Jodie Sweetin, the “Full House” alum, is recalling the moment her struggles with addiction first took hold—at just 14 years old.
According to Fox News, on a recent episode of The Skinny Confidential podcast, the 43-year-old actress recounted blacking out for the first time at co-star Candace Cameron Bure’s wedding in 1996.
“Well, the first time I ever drank, I was like 14, and it was at Candace’s wedding, and I was just a blackout drinker,” Sweetin said. “The last thing I remember doing is somewhere around the ‘M’ of the ‘YMCA’ and then I don’t remember anything from the rest of the night. It was awful, and it was ugly, and it was embarrassing. My mother was horrified.”
She described drinking across the room from her mom as the wine kept coming. “They would pour a glass of wine… and then they’d get around to pouring more, and I was like, ‘I’ll take a little more, please.’ It was a lot of red wine, and the bathroom was very white.”
Despite her embarrassment, Sweetin said the experience sparked a dangerous curiosity. “I was like, ‘Oh, that was fun.’ Around 15, 16, I knew that I drank and partied in a way that my friends did not,” she admitted. “I would be like, ‘OK, well, now I’ve got to go find somebody that I can do these drugs with.’”
After Full House wrapped, Sweetin went through an identity crisis that drove her deeper into stimulants.
“I was more sober than anyone else in the room. I was looking for a way to make my brain work better,” she said. She recognized early on the risks of her lifestyle: “I knew for a very long time that I was heading down a road where it was either going to be jail, institutions, or death.”
Her life shifted after getting married and discovering her first pregnancy. “Like party time is done,” she said.
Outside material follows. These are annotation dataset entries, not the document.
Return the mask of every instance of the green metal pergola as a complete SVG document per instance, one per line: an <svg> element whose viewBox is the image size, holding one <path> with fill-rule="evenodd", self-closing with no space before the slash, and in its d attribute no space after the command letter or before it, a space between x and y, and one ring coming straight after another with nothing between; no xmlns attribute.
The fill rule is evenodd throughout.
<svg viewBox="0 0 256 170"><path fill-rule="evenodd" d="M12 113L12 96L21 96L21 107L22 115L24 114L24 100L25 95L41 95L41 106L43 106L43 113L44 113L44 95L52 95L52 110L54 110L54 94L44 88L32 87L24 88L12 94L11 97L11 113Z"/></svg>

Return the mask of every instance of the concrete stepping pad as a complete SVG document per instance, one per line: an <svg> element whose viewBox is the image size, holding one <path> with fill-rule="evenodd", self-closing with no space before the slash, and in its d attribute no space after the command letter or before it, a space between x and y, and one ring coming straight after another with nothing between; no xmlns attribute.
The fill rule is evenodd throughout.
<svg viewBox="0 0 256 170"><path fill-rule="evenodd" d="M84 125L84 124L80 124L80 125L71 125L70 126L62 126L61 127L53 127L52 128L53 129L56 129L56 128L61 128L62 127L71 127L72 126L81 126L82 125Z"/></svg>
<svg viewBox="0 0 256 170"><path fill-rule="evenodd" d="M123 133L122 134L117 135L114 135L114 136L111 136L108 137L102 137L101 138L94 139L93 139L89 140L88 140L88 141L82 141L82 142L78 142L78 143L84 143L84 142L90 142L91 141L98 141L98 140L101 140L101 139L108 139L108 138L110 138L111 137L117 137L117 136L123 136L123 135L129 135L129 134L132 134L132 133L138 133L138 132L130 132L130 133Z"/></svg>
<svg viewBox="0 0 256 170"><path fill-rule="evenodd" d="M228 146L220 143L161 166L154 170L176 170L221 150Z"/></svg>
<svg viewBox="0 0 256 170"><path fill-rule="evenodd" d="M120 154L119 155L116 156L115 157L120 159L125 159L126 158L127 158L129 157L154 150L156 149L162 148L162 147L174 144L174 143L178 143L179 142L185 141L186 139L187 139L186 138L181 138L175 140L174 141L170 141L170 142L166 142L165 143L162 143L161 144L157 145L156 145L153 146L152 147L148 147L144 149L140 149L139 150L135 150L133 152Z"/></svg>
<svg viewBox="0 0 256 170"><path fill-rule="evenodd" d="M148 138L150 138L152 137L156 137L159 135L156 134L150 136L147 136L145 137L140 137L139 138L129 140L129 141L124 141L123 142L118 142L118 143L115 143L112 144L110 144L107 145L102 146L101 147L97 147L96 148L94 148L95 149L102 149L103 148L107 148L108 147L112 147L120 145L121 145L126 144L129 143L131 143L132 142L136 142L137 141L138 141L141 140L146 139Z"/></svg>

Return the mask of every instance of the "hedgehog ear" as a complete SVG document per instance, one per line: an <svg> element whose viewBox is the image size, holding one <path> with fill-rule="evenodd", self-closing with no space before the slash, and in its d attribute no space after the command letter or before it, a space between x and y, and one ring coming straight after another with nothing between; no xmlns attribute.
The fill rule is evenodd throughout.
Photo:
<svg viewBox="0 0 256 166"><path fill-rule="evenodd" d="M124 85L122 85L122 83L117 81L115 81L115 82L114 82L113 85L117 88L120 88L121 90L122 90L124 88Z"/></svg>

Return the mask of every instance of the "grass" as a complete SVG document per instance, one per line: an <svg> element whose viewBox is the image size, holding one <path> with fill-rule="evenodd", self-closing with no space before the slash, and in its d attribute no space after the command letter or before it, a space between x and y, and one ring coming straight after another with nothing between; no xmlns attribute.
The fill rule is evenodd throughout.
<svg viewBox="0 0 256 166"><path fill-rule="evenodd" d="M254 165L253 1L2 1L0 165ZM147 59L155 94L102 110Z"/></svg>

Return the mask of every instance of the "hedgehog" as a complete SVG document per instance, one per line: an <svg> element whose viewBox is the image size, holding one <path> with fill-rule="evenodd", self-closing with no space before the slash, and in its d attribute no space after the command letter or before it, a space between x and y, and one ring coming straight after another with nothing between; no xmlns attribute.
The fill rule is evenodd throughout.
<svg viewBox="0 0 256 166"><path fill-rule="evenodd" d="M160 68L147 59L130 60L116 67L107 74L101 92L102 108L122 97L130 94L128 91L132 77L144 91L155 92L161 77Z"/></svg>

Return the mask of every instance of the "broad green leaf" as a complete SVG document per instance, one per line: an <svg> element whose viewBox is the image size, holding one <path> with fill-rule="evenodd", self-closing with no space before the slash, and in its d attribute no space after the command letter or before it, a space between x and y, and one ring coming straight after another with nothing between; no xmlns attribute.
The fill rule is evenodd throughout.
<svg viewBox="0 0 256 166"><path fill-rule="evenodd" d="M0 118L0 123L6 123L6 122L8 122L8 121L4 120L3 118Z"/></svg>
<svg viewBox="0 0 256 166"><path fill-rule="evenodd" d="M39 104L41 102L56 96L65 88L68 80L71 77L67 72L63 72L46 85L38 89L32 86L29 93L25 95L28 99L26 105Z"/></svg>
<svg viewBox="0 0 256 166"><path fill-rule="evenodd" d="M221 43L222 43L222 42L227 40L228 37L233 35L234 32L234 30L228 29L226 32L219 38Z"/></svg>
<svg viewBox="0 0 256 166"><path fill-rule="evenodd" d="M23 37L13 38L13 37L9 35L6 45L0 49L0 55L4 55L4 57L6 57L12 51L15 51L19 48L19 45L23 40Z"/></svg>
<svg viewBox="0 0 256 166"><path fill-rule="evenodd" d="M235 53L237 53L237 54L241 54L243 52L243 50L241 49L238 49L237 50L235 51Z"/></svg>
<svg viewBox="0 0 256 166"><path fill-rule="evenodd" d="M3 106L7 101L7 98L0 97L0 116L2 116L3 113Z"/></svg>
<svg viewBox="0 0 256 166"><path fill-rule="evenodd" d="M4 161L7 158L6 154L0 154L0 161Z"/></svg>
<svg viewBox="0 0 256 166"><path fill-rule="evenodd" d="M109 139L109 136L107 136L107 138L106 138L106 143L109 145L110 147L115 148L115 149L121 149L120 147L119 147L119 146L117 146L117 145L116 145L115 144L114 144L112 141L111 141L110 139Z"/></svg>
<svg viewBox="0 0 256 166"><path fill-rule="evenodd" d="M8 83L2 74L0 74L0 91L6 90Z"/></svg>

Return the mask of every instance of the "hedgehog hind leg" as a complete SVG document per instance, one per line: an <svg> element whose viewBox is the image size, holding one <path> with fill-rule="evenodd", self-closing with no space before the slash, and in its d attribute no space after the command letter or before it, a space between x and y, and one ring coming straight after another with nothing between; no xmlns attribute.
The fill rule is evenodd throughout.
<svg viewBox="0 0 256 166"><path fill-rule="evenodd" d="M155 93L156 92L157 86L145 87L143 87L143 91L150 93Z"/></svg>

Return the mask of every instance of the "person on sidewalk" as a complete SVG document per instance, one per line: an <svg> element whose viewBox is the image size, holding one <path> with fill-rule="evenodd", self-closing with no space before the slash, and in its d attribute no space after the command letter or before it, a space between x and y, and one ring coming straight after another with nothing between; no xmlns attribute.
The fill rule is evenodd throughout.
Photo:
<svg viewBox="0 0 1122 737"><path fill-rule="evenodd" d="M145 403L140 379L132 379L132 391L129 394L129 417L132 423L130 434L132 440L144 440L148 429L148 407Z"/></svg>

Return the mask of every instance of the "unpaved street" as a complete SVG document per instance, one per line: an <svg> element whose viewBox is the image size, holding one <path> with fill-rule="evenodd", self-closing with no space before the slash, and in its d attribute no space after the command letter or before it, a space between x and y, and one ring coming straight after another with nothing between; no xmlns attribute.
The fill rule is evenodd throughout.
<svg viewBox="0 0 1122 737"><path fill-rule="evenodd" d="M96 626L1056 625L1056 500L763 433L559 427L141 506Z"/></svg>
She achieved sobriety in 2008, ending 15 years of substance abuse.
Sweetin has since been vocal about mental health and addiction.
“Having that wiring in your brain, something switches on when you’re an alcoholic. It feels like there is never enough,” she explained. She stressed the ongoing work of recovery: “A lot of it is really looking at yourself… how do I interact with people better? How do I hold myself to a higher standard?”
For Sweetin, therapy and medication have been crucial.
“Otherwise, my struggle was so bad I wasn’t getting out of bed,” she said, noting the importance of advocating for her own mental health even into adulthood.